К концу октября этого 1938 года подул какой-то новый ветер: мы стали замечать, что избиения происходят всё реже и реже, допросы начинают происходить без избиений. В первых числах ноября Диманта вызвали на первый в Москве допрос (месяца три просидел он у нас без допросов). Седоватый полковник НКВД начал вопросом:
— Скажите, товарищ Димант (товарищ! такого слова заключенные от следователей не слышали!), как вы могли сознаться в шпионаже?
— Я сознался на одиннадцатом допросе, — ответил Димант. — Разрешите доложить, что если бы такие же приемы допроса я применил к вам, то, быть может, вы сознались бы в чем угодно в первый же день допроса.
Полковник показал ему «дело», из которого Димант узнал, что пока он сидел в Бутырке — в Асхабад был направлен военный следователь НКВД для рассмотрения его дела, что начальник асхабадского отдела, допустивший избиение (!) без разрешения начальника асхабадского НКВД (а с разрешения, значит можно?!) подвергнут взысканию, и что вообще вокруг этого дела в военных кругах поднят шум. Мы были очень рады за Диманта; ему повезло. Но как же с тысячами (миллионами!) других, столь же ни в чем неповинных Димантов? Они и до сих пор продолжают заселять собой изоляторы и концентрационные лагеря.
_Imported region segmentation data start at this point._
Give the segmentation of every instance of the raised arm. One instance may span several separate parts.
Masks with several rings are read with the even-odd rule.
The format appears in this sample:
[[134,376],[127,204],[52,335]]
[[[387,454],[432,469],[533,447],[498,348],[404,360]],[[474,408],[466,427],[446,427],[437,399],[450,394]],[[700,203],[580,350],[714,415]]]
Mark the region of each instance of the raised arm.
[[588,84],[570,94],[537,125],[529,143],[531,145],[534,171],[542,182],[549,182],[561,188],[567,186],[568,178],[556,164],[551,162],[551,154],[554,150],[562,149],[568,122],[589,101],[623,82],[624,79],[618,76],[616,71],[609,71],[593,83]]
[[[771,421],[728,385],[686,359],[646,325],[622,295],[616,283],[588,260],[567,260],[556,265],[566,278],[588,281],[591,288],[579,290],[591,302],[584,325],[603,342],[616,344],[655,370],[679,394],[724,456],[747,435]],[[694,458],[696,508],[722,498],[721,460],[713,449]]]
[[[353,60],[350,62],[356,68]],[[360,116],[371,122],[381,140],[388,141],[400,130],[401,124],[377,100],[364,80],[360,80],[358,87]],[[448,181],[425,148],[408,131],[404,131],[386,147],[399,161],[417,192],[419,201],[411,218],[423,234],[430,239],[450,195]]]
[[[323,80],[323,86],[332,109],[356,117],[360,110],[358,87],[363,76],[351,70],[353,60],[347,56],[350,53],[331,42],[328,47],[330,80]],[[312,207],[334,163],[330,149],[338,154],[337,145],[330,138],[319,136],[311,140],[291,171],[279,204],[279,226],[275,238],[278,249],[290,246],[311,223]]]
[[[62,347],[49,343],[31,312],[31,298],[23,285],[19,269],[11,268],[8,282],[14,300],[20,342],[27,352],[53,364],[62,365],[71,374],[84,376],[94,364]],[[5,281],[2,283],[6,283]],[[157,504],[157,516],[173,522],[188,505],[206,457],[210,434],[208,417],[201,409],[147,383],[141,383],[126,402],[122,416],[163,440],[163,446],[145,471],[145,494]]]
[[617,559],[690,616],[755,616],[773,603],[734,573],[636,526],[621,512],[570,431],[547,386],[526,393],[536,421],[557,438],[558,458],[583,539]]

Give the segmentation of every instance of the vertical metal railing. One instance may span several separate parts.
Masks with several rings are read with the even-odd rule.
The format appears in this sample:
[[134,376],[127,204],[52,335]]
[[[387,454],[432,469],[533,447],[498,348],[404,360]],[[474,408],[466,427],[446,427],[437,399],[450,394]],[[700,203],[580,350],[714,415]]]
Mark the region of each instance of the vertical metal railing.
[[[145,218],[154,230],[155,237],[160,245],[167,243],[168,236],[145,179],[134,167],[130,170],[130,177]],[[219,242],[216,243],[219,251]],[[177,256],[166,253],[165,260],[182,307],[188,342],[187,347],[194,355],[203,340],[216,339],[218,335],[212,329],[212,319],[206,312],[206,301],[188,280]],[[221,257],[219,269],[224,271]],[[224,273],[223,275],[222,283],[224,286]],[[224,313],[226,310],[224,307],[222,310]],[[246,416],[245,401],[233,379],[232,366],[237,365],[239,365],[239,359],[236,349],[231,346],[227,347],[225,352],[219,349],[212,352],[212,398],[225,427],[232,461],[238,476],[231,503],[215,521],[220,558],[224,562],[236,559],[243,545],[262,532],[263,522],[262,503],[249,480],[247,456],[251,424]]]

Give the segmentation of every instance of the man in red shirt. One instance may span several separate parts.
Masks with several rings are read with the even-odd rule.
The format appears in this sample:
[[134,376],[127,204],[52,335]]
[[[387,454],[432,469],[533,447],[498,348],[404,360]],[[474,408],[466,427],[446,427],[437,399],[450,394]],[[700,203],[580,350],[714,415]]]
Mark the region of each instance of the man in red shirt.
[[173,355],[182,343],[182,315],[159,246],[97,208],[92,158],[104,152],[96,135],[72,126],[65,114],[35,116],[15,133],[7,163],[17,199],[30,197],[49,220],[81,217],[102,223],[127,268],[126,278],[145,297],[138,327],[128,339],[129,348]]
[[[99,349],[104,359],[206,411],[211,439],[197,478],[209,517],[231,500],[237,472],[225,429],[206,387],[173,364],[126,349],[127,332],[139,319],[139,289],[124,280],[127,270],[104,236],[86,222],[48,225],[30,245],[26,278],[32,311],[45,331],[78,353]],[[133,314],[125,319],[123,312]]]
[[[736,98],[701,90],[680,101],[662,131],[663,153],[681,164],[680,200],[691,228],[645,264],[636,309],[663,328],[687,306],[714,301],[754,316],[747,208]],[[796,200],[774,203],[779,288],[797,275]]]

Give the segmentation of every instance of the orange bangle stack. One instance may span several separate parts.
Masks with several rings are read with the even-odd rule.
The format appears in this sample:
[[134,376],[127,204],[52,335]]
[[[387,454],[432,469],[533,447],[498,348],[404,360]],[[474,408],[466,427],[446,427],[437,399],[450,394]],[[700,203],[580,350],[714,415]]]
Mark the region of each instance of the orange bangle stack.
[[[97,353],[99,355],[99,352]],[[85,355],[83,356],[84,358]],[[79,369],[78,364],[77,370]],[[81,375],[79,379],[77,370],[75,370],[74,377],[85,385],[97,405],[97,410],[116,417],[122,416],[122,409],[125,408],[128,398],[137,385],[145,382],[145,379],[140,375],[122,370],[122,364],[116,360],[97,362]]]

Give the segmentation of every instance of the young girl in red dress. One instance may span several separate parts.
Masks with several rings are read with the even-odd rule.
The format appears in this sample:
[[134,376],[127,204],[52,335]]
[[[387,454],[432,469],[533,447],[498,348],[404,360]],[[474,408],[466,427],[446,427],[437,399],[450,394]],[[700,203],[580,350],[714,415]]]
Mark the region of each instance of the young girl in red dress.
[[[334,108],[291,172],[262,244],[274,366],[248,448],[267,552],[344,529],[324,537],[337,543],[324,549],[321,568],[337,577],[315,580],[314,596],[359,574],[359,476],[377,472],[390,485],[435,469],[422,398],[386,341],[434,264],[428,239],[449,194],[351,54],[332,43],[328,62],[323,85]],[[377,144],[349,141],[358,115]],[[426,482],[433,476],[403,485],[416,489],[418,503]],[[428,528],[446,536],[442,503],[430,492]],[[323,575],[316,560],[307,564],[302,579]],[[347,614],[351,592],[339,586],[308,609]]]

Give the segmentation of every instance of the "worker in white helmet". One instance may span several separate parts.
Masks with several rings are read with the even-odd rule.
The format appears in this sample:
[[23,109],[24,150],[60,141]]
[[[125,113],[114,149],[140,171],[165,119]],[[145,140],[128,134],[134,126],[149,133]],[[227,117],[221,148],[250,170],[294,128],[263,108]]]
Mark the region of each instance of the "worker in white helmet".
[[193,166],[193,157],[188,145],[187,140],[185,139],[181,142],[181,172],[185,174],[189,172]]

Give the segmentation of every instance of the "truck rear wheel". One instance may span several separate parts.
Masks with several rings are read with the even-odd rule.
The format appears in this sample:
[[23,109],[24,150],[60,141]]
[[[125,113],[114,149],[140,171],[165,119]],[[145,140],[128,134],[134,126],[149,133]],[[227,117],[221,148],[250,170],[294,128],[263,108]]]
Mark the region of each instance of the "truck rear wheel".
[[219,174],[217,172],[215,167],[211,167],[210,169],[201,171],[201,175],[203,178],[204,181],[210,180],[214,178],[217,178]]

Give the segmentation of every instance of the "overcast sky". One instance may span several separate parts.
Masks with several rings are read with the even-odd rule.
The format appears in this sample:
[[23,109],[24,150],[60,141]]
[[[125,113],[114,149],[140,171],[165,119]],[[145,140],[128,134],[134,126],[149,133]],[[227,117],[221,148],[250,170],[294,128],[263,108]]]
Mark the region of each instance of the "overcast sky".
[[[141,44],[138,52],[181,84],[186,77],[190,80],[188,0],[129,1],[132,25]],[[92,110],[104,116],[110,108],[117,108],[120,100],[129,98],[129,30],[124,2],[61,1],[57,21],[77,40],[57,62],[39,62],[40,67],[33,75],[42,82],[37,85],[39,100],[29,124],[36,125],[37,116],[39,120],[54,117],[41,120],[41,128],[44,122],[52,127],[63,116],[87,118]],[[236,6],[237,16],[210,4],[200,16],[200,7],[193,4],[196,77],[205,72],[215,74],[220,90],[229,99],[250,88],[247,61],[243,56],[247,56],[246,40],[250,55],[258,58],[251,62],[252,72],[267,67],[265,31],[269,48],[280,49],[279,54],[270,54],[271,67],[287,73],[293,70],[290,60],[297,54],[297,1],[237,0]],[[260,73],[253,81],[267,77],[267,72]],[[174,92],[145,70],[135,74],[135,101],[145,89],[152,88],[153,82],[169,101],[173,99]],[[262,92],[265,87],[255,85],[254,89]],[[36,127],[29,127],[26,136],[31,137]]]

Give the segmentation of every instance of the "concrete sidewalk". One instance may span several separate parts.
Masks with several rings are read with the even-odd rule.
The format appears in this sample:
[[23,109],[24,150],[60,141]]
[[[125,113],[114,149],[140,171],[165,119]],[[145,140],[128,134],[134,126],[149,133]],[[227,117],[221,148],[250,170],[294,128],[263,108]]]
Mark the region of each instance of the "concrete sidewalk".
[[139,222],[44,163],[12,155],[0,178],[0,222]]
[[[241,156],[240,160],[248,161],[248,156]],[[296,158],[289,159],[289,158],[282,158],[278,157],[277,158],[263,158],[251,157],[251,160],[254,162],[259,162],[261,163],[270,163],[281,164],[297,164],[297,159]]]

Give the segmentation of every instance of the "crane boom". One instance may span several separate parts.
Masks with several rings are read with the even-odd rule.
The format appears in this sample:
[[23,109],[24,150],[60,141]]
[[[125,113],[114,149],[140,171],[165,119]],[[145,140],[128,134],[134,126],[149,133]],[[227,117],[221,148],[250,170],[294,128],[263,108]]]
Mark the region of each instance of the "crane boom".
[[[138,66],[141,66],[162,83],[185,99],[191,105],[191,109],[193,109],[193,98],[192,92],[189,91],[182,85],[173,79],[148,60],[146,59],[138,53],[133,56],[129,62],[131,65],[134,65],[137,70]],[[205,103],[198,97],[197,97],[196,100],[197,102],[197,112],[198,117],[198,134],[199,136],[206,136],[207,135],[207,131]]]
— В Туркестан вы, конечно, уже не вернетесь, — сказал в заключение полковник (а почему бы и не вернуться с полной реабилитацией?), — мы устроим вас на Дальнем Востоке…
Это — единственный известный мне случай из почти двухлетней тюремной жизни, когда «сознание» повлекло за собой не расстрел, изолятор или концлагерь, а вероятное освобождение. Впрочем, не знаю — через несколько дней после этого я покинул камеру № 79.
Около этого же времени, в конце октября или начале ноября, был привезен из Баку и попал в нашу камеру обвиненный тоже в шпионаже (на этот раз в пользу Турции) старый революционер, а потом член азербайджанского ЦИК'а Караев. Я провел с ним в общей камере не более недели, так что не слышал продолжения интереснейших его рассказов, но и слышанного было достаточно. Он, узнавая про московские, хабаровские и асхабадские истязания, только снисходительно улыбался и говорил:
— Ну, это что! Пустяки! Вот посидели бы вы у нас в Баку!
У него тоже был перелом ребер, его тоже били резиновыми палками, он тоже мочился кровью, но считал все это «детскими игрушками».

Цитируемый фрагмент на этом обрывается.